Excellent observation – certainly ties up a lot of loose ends with these drugs. But as an extension, to encapsulate Whitakers work on long term problems for perhaps 15% of people on these drugs, isn’t it possible that for these individuals there is a overall negative effect on their personality traits eg. apathy, emotional blunting,compromised libido etc. such that they end up much worse off? Hence to take these drugs is really to take an unpredictable gamble on how ones personality traits may be rearranged. While individual patients, perhaps a pluarality, may report a benefit, the extent and severity of negative outcomes experienced by the minority represents I believe, as with cigarettes, an unacceptable societal cost.
That’s an interesting way to look at it–that the overall costs of widespread antidepressant use are higher than the benefits, even if only a relative few people pay those costs.
In Manufacturing Depression, I report on a Harvard economist’s study, in which he comes to exactly the opposite conclusion: that the benefits of antidepressants are so great that even if everyone were given them, we’d collectively be better off. Of course, his major parameters were financial costs.
Here, however, the question is different. There are really two kinds of costs (other than monetary) that can be attributed to antidepressants.
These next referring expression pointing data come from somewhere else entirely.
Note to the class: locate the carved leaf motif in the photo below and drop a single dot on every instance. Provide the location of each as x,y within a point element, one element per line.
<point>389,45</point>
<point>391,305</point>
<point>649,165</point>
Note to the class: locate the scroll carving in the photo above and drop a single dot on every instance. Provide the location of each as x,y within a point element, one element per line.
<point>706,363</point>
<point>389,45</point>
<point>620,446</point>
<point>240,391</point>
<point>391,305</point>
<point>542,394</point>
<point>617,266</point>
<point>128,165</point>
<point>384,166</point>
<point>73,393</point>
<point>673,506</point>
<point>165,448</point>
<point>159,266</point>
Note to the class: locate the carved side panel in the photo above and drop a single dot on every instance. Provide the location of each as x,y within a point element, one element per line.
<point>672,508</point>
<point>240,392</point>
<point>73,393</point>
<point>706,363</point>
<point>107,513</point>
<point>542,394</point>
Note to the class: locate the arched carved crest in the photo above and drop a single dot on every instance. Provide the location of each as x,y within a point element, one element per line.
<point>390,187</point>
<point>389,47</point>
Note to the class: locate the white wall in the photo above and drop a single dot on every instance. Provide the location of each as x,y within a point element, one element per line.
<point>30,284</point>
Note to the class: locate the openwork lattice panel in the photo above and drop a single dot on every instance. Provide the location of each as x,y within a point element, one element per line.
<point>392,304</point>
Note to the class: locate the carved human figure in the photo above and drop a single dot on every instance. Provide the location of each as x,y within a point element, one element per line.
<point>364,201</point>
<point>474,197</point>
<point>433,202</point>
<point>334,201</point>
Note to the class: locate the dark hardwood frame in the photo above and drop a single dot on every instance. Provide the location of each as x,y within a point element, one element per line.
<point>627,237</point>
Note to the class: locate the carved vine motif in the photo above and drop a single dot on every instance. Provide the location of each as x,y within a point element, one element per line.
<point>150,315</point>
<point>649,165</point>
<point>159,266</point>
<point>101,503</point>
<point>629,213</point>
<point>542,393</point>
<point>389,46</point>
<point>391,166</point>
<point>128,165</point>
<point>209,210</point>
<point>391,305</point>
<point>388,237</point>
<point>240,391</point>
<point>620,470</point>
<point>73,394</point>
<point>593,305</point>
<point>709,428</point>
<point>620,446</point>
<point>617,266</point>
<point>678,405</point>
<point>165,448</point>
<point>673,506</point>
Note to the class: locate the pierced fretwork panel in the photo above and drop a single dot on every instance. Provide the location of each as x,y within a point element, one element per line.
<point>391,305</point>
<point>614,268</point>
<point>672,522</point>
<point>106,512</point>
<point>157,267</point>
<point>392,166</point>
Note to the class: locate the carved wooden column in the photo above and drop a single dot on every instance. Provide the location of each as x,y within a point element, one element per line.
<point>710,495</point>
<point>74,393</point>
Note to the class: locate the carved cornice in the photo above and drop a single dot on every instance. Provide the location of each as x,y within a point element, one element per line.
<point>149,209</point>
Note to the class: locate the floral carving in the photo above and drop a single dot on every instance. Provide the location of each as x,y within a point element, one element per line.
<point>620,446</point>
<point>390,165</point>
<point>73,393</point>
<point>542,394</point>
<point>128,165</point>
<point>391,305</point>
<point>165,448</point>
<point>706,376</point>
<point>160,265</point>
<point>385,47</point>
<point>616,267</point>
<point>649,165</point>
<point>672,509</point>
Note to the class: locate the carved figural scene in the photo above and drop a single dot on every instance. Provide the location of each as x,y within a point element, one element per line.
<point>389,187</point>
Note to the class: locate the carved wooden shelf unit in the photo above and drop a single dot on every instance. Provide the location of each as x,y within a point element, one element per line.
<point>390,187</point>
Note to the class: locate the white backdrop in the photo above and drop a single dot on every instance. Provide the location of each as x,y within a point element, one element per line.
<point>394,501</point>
First, there are the side effects, especially the sexual blunting and the withdrawal effects. Second are the effects on personality.
I assume you’re talking about Robert Whitaker’s Anatomy of an Epidemic. I reviewed that book for The American Scholar, but I don’t remember his discussing personality effects of antidepressants. He seemed much more concerned with more frank neurological problems, and with people suffering from schizophrenia and bipolar disorder. Nonetheless, I do think his analysis is interesting here. But we have to bear in mind that the negative effects of antidepressants, unlike those of antipsychotics, are largely ideological. Or to put it another way, you don’t have to make controversial assumptions about how we are supposed to function to think that tardive dyskinesia or worsening psychosis is a bad problem. But you do have to do this to think that the kind of personality change wrought by SSRIs–blunted affect, detachment, unrealistic resilience, etc.–is a negative one. Given the large numbers of people who put up with side effects to get those results, I think it’s clear that many people think tha=t these are positive changes. The marketplace has spoken.
So it’s up to critics to first analyze exactly what it is that antidepressants are doing, and then to argue why it is a bad thing–a much less straightforward exercise than with cigarettes and lung cancer.